Türkiye-ABD ortak yapımı, savaş zamanında yaşanan duygusal bir öyküyü oturtuyor odağına. Osmanlı subayı ile Amerikalı hemşirenin aşkı, filmin geneli gibi, oldukça yapay duruyor! ‘Sleeping with the Enemy / Yatağımdaki Düşman’, ‘The Good Son’, ‘Money Train / Para Treni’, ‘The Forgotten / Gizemli Parçalar’ gibi popüler Hollywood yapımlarından tanıdığımız tecrübeli yönetmen Joseph Ruben’in yönettiği filmin senaryosu ise, Jeff Stockwell imzalı.

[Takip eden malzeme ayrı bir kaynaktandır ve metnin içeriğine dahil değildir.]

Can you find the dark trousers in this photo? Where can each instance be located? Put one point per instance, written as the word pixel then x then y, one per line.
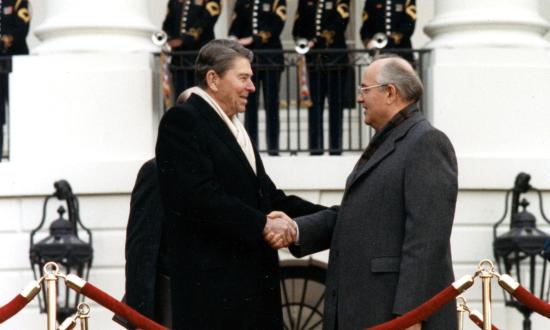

Görevine bağlı, kahraman Osmanlı subayı İsmail ile ülkesinden kalkıp, hiç bilmediği uzak topraklara, savaş zamanı Türkiye’nin doğusuna, Van’a gelen idealist Amerikalı hemşire Lillie’nin aşk öyküsü fonunda, dönemin ve coğrafyanın çalkantılı günleri ile aynı kadına aşık bir üçüncü şahıs yer alıyor. Osmanlı subayı İsmail’i Hollandalı aktör Michiel Huisman canlandırırken, Birinci Dünya Savaşı’nın zorlu ve kanlı günlerinde, iki erkeğin aşkı arasında kalan Amerikalı hemşireye ise İzlandalı aktris Hera Hilmar hayat veriyor. Lillie’ye aşık Amerikalı doktor Jude rolünde, Josh Hartnett’i izliyoruz. Kadronun sürprizi ise dev aktör Ben Kingsley. Aysan Sümercan, Selçuk Yöntem ve Haluk Bilginer, ortak yapımın, Türkiye kontenjanını oluşturuyorlar.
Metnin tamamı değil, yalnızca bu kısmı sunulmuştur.